Physical abuse accounted for 23 per cent of cases in that year, while 19 per cent involved financial abuse, according to the HSE’s national safeguarding office. Neglect was involved in 15 per cent of cases, and self-neglect in 4 per cent.

A total of 4,379 cases of physical abuse of older people was reported over the five years, and 665 of sexual abuse.

The figures were provided to Fine Gael TD Fergus O'Dowd in response to a question about the number of investigations carried out within HSE older person services.

Ireland is "a disgrace" when it comes to ensuring at-risk people are properly protected against abuse, said Ms Rickard Clarke. "We don't have safeguarding legislation in place, as many of our European neighbours have. It's a big black hole, with no assessment of risk or needs, and no obligation to provide services."

Failed to progress

An adult safeguarding Bill, which proposed the creation of an independent national safeguarding authority, was introduced in the Seanad in 2017 but it has failed to progress.

Ms Rickard Clarke said the most common form of abuse suffered by older people was psychological abuse, often practised as coercive control. Although legislation on coercive control was implemented in 2018, it only applies to people in an intimate relationship, she said, and does not therefore apply to many situations in which older people are abused.

A lack of data sharing between agencies, caused by the way GDPR legislation is interpreted, is also impeding efforts to tackle elder abuse, she said.

Standardised procedures for screening and protecting vulnerable adults at risk of abuse were put in place in 2014. The procedures cover older people and people with disabilities within HSE and HSE-funded services.

Preliminary screenings are held into concerns of abuse about adults at risk, with the result determining whether a safeguarding response is warranted.
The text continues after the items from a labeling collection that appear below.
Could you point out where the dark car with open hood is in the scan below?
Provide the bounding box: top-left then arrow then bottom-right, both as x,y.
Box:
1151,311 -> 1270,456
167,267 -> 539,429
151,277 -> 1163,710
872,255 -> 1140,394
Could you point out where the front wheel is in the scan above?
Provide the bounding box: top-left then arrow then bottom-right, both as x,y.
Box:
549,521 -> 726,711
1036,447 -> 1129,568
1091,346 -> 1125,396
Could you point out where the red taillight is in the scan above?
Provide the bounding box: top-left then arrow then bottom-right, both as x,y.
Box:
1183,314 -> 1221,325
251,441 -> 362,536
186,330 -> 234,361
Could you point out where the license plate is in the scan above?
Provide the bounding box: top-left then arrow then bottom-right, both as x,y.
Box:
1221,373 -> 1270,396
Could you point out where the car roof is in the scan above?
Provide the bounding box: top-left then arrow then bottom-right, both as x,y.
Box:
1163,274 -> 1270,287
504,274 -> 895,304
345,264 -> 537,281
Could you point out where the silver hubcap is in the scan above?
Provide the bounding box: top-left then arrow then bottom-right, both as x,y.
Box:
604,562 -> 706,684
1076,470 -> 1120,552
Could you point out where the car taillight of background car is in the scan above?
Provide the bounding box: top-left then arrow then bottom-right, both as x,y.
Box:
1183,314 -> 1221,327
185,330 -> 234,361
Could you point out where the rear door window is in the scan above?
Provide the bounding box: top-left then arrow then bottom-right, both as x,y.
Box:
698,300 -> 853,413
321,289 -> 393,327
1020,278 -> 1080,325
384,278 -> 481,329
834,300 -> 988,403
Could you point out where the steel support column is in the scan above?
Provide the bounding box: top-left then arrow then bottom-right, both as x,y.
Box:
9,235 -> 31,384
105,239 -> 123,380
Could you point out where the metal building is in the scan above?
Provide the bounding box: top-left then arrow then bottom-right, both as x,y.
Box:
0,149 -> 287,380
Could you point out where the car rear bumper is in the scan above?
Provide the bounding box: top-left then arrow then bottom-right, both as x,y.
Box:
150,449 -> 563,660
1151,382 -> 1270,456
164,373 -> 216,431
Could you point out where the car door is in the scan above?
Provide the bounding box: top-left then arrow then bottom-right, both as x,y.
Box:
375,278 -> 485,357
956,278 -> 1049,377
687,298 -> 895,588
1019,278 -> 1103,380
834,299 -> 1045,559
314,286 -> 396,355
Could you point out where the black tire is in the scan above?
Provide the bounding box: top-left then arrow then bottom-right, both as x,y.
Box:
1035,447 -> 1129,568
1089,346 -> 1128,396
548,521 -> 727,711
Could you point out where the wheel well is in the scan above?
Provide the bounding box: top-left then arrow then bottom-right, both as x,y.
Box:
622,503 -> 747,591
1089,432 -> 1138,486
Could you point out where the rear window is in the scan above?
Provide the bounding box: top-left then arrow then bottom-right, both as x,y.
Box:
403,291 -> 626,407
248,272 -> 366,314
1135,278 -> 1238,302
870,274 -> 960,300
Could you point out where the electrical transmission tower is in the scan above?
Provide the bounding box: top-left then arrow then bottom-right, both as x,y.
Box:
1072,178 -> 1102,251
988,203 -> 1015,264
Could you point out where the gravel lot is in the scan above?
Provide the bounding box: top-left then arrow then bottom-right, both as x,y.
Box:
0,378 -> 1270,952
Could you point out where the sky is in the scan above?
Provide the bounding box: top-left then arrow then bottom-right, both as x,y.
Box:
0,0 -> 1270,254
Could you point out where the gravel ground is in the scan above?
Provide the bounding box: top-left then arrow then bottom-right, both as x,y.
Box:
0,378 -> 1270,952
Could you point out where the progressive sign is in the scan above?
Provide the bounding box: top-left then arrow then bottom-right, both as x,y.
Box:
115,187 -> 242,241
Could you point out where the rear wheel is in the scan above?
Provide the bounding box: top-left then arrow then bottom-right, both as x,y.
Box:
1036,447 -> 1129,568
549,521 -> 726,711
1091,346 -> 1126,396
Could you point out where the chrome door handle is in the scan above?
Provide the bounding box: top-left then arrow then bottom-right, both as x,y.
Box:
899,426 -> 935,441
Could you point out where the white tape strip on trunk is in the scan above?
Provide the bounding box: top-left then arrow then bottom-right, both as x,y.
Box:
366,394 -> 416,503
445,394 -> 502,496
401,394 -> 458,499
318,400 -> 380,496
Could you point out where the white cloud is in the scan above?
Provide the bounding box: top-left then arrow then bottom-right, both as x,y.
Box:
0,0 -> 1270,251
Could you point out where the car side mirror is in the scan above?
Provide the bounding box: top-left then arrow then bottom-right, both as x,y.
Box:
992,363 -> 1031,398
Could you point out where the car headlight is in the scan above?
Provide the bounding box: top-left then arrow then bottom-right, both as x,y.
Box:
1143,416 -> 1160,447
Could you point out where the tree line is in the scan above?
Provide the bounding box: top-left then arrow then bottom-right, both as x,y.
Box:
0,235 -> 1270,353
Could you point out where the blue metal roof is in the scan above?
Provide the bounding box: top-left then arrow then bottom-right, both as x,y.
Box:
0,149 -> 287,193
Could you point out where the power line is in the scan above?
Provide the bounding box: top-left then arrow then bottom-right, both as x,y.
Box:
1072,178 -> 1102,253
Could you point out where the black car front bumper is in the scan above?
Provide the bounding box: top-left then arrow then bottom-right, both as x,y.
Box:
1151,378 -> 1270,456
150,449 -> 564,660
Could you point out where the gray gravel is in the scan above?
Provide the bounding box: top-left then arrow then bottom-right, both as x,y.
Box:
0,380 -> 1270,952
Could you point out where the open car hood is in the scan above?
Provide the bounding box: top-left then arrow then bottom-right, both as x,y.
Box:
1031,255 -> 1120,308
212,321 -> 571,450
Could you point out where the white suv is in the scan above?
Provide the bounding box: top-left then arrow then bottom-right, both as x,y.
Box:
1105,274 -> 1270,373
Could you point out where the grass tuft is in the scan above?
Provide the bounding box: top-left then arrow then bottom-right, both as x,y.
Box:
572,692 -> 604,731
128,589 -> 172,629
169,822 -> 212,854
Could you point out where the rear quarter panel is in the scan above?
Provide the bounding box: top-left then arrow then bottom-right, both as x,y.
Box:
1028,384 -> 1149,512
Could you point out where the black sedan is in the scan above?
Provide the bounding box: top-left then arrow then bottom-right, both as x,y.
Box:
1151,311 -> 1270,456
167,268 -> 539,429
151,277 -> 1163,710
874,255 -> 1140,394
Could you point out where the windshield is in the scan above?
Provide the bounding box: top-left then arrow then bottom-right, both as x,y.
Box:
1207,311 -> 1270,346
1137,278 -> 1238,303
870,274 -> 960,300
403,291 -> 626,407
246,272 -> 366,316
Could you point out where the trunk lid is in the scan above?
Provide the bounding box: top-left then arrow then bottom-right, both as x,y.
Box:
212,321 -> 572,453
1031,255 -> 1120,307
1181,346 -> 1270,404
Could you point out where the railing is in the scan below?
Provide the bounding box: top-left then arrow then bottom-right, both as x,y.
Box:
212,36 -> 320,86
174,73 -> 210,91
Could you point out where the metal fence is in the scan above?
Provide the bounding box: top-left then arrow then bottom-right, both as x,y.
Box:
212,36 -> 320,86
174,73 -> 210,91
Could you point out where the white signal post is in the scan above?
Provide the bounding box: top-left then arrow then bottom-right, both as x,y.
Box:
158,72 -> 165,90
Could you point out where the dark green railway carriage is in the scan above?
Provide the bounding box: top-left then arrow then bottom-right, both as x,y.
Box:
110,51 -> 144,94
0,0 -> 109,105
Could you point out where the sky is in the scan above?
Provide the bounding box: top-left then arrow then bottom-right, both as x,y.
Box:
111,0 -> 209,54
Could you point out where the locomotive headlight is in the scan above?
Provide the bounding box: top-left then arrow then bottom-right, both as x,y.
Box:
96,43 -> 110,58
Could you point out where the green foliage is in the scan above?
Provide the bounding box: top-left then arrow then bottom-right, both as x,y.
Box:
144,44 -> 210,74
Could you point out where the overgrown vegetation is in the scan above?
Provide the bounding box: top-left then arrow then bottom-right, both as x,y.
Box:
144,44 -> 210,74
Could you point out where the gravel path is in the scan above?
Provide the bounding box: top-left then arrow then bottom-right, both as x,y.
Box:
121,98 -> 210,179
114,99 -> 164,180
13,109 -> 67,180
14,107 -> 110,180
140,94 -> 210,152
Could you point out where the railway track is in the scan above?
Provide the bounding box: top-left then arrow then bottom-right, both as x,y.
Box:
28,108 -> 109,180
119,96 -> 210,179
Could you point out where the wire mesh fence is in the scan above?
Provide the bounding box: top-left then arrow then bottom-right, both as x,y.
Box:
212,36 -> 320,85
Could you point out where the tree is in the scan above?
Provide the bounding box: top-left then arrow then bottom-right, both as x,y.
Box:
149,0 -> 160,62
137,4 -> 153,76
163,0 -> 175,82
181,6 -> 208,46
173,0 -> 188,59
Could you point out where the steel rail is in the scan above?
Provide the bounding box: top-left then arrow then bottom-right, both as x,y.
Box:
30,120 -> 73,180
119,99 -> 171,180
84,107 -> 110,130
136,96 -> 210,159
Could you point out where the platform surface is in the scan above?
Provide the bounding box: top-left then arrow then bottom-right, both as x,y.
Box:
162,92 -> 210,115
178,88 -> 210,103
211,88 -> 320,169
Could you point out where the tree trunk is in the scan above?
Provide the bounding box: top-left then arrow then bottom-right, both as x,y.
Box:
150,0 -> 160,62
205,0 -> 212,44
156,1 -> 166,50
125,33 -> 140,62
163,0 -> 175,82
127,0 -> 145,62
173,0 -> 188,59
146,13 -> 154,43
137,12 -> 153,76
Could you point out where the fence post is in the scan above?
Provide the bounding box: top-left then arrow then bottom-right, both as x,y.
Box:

“Where there is an outcome of reasonable grounds or further information required, each service would also submit a safeguarding plan which is then also oversight-reviewed by the HSE safeguarding team,” according to the HSE.

Meanwhile, a new survey has found that about one-quarter of patients attending hospital emergency departments (EDs) are being admitted promptly.

Waiting time

Just 29 per cent of patients were admitted to a ward within the HSE’s target waiting time of six hours, according to the 2021 National Inpatient Experience Survey by Hiqa (Health Information Quality Authority).

Over 300 people, or 4 per cent of the 10,743 respondents to the survey, said they had waited 48 hours or more to be admitted.

Overall, most patients report having a good experience in hospital, with 83 per cent rating their hospital care as “good” or “very good”. The majority said that they were always treated with respect and dignity, and that they were given enough privacy when being examined or treated.

Patients also gave very high ratings of cleanliness, pain management and confidence and trust in hospital staff.

This is the fourth year the survey has been carried out by the HSE; it began in 2017 but was cancelled in 2020 due to the pandemic. The 2021 survey went ahead but the month it was conducted was switched from May to September due to the cyberattack on IT systems in the HSE.

Patients admitted to small and specialist elective hospitals tended to report more positive experiences than those admitted to medium and large hospitals.

Cappagh orthopaedic hospital in Dublin (9.5 out of 10) and Bantry hospital (9.3) scored highest for overall experience; St Vincent’s in Dublin and Kerry University Hospital in Tralee scored lowest (both 7.7).